Friday , 26 April 2024

Iran says not pinning hopes on Dems winning midterms

Al-Monitor – “In one sentence, we’re not pinning any hopes on [the US congressional midterm elections] or the 2020 [US presidential elections],” Iran’s Foreign Minister Mohammad Javad Zarif said in an interview with USA Todayone day before the US midterm elections. “What distinguishes Iran from some US clients in the region is that we have survived not only in spite of the US but against [the] US.” The comment probably wouldn’t mean that Iran’s top diplomat and his team of experts were not closely monitoring the results, which showed a Democratic takeover of the House of Representatives was just in the making.

Whether a victory for US Democrats makes a real difference for the Islamic Republic is a divisive question. Under the country’s official line and rhetoric, the answer is ‘no’. But amid the high pressure US President Donald Trump is exerting on Iran, many are still crossing their fingers that a Democratic win could pull his brakes and moderate his anti-Iran policies.

“The best outcome is about creating balance in the US [foreign policy]. When they [administration and Congress] are from the same party, they will not find anything negotiable with us,” read a post on Twitter, only to be challenged by another that read, “Let’s be realistic. We can’t get anywhere as long as we expect change from beyond our borders.” The same was echoed but with a harsher tone by another Iranian who considered as “a bunch of idiots” those who would “see a Democratic win any different from a Republican one.”

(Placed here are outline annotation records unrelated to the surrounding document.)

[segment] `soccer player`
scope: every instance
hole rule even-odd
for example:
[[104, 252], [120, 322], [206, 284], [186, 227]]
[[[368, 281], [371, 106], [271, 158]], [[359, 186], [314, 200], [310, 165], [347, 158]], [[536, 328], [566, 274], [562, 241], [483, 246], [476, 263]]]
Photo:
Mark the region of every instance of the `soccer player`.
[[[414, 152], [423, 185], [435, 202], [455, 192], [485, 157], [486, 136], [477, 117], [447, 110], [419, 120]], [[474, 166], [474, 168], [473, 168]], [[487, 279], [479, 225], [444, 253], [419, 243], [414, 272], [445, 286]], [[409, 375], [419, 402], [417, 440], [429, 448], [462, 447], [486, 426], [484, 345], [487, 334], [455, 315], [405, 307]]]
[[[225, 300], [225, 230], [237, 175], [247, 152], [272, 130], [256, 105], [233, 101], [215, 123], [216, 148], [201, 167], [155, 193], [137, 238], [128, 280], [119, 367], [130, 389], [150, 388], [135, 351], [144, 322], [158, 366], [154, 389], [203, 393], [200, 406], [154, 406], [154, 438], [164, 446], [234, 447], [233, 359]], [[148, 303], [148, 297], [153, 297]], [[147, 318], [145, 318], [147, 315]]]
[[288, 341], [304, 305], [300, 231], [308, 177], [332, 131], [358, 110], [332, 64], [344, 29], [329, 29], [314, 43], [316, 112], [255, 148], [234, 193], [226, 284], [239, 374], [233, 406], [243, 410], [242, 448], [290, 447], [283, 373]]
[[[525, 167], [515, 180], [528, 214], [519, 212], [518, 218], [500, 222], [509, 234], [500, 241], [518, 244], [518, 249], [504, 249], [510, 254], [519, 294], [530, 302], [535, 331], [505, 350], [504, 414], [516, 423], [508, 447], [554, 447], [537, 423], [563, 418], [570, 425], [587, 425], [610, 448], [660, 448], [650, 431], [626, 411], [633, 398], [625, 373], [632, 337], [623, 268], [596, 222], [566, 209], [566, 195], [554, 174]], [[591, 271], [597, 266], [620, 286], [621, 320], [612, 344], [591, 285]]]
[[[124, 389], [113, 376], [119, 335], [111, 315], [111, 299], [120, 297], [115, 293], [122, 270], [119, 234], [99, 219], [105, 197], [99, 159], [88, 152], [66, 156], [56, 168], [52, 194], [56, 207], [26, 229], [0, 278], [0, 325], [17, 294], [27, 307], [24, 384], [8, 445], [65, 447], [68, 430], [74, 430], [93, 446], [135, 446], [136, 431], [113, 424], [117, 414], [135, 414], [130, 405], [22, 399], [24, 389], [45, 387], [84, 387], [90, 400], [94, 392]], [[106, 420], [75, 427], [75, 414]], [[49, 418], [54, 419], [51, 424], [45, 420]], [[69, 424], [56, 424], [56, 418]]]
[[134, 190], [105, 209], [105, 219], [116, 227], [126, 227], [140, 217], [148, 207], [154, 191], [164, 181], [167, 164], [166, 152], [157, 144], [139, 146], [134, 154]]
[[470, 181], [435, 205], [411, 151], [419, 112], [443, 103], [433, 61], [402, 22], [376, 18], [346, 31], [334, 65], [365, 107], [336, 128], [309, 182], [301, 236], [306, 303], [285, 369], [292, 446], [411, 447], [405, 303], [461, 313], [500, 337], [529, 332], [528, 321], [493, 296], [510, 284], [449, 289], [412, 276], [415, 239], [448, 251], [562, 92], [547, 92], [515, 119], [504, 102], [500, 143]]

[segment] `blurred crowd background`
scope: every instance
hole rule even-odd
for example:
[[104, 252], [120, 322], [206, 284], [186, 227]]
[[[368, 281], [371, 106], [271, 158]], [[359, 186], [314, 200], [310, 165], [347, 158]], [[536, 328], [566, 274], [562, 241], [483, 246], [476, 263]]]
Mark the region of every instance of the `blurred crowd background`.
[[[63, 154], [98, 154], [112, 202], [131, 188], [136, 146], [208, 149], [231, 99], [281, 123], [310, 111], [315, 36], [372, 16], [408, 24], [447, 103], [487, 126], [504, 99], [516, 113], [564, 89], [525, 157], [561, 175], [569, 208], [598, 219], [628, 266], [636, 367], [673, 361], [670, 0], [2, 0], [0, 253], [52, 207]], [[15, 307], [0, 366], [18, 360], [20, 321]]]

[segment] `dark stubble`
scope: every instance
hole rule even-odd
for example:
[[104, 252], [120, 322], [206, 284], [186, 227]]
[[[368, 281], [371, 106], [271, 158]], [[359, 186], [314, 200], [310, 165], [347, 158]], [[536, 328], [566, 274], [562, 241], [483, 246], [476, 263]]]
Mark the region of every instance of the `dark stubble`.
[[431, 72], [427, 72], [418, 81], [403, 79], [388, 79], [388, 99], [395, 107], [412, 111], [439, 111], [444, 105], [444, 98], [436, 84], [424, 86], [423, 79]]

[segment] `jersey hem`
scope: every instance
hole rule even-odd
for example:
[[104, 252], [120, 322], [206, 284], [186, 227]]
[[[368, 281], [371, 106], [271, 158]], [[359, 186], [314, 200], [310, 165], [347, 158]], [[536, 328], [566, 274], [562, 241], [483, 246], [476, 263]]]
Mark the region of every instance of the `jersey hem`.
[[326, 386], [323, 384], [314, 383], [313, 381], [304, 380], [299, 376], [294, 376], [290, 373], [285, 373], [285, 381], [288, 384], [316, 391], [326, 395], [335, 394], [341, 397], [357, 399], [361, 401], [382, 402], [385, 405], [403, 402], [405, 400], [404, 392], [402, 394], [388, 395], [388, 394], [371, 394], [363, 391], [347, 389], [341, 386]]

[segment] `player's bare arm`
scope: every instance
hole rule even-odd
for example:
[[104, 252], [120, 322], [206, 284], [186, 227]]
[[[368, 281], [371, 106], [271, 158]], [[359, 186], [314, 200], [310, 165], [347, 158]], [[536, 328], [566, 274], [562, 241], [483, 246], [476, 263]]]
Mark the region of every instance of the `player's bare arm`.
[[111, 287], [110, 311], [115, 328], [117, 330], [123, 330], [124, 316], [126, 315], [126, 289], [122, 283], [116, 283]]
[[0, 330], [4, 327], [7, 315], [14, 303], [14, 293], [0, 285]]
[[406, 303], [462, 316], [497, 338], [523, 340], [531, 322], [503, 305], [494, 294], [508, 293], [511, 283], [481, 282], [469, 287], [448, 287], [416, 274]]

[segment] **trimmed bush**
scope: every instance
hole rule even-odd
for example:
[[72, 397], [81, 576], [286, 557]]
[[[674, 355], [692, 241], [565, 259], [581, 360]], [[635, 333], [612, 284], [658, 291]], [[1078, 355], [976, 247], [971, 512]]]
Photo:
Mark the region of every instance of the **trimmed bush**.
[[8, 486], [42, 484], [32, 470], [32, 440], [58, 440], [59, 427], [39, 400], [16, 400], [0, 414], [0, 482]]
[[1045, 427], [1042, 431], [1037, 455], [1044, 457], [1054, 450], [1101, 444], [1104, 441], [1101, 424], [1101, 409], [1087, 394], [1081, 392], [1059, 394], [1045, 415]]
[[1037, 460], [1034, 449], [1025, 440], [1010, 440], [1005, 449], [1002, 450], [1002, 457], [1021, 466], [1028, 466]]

Tasnim News Agency, an outlet reflecting the views of Iran’s Islamic Revolutionary Guard Corps, wrote about how the Democrats could advance their agenda in a House under their control by, for instance, “blocking [Trump’s] Mexico border wall project.” It, however, made no mention of where Iran would stand in US foreign policy should a victory by Democrats turn into a reality.

Earlier, Iran, the paper that represents President Hassan Rouhani’s administration, expressed doubt that a Democratic takeover could return Washington to the Iran nuclear deal but speculated about whether it could ease Trump’s Iran stance.

“The point is that Democrats and Republicans are not much at odds over Iran,” according to Tehran University professor Mohammad Marandi. “The US policy toward Iran is hostile in essence. It is the president who decides [on this and] not Congress.”

While the old-time, stereotypical “birds of the same feather” description continues to dominate the perception many Iranian officials and citizens hold about Democrats and Republicans, some still bring up the counterargument that the country’s landmark nuclear deal was struck during the tenure of a Democratic administration only to be scrapped by a Republican president.